Kroger has unveiled a new campaign in the US to eliminate waste across the company by 2025 and tackle hunger in the communities it calls home.
The retailer estimates that 72 billion pounds of food ends up in US landfills every year and around 42 million Americans struggle with hunger.
As part of its Zero Hunger Zero Waste Plan, Kroger will establish a $10 million innovation fund within The Kroger Co. Foundation to address hunger, food waste and the relationship between the two.
The company said it will advocate for public policy solutions to address hunger and to shorten the line at food banks, lobbying for public policies that help communities prevent and divert waste from landfills, including recycling, composting and sustainability programmes.
As part of the scheme, Kroger aims to make balanced meals more readily available by 2025, sharing scalable food waste solutions with other retailers, restaurants and local governments, and working within Kroger’s supply chain to reduce farm-to-fork food loss.

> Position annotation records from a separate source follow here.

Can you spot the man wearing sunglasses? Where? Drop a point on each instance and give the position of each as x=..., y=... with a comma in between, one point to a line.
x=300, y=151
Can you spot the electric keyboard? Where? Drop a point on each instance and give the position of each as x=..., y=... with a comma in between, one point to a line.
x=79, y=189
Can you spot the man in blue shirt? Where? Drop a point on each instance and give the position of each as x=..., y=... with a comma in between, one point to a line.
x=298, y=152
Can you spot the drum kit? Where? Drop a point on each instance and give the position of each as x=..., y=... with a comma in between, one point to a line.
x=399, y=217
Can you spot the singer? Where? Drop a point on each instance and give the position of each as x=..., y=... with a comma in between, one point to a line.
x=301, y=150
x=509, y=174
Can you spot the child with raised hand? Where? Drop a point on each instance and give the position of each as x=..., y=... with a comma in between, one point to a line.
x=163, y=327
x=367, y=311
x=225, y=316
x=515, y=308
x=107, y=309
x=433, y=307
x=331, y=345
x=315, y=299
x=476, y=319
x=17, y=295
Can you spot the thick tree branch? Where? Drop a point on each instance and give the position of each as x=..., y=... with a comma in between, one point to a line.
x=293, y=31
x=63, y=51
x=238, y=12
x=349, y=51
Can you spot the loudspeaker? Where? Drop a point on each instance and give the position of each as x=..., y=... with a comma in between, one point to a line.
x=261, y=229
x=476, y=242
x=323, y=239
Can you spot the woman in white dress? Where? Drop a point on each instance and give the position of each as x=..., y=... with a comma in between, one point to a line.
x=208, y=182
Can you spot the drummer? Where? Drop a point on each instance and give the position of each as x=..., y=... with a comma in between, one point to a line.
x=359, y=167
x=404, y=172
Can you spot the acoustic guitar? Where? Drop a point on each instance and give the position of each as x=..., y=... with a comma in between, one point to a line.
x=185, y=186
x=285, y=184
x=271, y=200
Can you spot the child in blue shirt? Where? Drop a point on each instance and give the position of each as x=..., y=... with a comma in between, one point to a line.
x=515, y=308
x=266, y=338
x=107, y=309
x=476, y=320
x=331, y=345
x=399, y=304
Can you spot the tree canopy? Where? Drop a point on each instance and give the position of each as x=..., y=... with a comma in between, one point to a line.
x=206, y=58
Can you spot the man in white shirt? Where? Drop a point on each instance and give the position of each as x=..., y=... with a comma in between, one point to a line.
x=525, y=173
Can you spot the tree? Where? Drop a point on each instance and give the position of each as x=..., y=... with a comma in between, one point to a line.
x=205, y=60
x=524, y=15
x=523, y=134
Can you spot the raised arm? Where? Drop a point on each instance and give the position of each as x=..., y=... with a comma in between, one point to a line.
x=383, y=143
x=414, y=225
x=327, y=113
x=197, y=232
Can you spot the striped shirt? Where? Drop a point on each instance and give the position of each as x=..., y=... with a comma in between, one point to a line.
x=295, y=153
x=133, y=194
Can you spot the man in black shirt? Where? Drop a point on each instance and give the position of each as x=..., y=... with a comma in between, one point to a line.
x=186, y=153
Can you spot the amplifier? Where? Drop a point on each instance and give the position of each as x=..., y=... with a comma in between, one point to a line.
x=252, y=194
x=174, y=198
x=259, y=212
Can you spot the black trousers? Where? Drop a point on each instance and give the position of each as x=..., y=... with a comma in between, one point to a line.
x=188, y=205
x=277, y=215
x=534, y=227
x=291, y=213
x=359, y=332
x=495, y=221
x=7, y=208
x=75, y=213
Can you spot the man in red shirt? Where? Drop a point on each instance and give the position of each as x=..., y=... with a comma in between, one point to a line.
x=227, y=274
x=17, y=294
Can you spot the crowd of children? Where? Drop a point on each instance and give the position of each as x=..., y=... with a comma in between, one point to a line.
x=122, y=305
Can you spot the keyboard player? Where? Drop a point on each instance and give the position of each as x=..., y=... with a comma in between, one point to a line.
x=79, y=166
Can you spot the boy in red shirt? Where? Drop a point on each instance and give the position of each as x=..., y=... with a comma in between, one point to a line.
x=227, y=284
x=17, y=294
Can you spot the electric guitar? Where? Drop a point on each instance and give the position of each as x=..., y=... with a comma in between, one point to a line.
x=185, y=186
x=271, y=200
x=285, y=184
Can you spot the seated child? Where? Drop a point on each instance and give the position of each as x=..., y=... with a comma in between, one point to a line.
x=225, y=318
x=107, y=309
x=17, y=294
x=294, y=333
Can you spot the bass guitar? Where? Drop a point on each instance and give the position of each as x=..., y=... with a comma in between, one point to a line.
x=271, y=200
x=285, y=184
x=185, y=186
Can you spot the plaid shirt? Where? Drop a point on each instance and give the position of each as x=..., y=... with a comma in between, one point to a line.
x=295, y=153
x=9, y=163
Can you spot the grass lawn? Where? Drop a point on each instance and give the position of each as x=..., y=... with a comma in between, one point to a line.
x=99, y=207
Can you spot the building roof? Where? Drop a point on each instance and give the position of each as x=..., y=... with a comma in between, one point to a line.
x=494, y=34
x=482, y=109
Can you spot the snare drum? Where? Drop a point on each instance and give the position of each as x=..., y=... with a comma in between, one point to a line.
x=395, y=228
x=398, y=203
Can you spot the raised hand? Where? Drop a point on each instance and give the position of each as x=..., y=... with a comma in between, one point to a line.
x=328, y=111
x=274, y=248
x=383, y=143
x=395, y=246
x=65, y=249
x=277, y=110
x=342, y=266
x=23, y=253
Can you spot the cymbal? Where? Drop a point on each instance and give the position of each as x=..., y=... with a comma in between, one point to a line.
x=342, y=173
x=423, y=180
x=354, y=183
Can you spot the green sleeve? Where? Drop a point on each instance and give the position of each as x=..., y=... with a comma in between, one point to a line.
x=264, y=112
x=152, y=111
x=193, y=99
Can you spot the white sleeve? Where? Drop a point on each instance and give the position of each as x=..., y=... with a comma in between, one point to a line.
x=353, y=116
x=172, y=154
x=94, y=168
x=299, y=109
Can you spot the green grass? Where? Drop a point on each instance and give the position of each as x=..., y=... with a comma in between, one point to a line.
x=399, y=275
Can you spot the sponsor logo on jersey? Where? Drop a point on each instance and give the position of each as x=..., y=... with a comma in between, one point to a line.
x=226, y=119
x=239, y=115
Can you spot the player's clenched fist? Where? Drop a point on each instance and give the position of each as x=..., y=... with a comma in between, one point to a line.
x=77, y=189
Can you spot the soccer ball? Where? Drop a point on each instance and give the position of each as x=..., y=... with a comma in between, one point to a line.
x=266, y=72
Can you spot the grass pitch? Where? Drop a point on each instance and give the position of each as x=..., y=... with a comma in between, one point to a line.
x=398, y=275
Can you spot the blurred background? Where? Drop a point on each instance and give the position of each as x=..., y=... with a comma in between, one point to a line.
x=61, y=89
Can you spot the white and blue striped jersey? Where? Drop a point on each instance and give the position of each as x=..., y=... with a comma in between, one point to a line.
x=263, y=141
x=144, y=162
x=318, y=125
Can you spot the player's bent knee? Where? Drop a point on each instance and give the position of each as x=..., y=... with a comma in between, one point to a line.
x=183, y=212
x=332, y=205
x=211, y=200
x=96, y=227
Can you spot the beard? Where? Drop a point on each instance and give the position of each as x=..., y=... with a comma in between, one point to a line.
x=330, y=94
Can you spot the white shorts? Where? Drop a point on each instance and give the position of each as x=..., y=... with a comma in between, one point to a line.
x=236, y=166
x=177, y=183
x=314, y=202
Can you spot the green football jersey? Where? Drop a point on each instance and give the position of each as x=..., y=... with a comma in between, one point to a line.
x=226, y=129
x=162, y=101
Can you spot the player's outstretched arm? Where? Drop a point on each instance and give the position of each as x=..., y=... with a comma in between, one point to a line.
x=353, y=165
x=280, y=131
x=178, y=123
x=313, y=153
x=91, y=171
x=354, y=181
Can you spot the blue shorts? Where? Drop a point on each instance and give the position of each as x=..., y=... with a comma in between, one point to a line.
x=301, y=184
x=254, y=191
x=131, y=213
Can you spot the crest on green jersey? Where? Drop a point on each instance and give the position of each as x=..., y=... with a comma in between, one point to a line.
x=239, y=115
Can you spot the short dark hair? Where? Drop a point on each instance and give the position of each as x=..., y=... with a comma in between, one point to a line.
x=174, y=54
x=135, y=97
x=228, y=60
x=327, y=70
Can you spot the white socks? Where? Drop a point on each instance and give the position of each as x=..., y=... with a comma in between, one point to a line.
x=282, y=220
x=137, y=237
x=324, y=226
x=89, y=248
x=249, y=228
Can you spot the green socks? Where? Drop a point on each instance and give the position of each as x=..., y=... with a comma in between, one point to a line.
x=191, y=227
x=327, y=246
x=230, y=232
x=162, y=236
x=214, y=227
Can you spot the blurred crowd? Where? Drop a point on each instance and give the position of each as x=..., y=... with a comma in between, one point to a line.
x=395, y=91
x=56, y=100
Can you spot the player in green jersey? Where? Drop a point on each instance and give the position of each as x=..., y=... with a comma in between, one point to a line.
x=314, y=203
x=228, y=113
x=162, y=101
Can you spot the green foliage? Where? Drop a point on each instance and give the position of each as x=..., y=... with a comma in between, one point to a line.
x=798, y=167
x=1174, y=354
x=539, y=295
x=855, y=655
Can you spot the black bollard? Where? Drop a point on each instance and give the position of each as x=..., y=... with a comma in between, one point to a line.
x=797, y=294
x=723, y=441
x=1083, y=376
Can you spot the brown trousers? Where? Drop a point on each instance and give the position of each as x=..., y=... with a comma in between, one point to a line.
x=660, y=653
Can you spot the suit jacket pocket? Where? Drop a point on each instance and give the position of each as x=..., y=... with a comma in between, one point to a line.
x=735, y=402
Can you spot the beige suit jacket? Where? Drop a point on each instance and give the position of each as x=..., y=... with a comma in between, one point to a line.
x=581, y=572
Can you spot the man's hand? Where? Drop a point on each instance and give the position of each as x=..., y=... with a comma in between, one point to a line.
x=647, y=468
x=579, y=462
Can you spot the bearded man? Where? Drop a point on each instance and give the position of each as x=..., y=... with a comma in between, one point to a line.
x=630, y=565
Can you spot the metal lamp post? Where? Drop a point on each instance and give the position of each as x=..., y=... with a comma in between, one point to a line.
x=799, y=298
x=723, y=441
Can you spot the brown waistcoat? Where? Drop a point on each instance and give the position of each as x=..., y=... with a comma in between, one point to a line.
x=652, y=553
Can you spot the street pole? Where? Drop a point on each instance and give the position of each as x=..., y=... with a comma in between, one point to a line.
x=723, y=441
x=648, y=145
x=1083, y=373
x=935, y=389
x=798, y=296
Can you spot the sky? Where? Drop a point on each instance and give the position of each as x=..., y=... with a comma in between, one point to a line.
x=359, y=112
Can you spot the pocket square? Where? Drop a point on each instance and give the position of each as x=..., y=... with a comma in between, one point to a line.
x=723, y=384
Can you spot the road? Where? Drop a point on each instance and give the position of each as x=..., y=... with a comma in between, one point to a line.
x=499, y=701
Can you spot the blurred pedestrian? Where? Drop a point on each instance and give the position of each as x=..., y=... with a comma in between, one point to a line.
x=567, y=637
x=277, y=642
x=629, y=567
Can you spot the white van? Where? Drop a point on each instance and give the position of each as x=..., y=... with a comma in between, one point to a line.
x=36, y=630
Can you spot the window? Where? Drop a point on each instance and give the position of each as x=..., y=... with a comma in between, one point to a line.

Kroger CEO Rodney McMullen said: “More than 40% of the food produced in the US each year goes unconsumed, while one in eight people struggle with hunger. That just doesn’t make sense. As America’s grocer and one of the largest retailers in the world, we are committing to doing something about it.
“Zero Hunger Zero Waster is a vision for the America we want to help create with our associates, customers and stakeholders. This is our moonshot.
“We recognize we have a lot of work to do. But we know when Kroger’s more than 443,000 associates put their passion to work to make something happen, we can uplift our communities, the planet and each other.”
WWF senior vice president of private sector engagement Sheila Bonini claimed Kroger’s waste commitment ‘sets a new standard’ for waste reduction goals and that it will ‘have a ripple effect’ across the industry.
“The production and consumption of food has the largest environmental footprint of any human activity,” she said. “By wasting less food, we can reduce the environmental impact of food production while also conserving biodiversity and wildlife habitat.”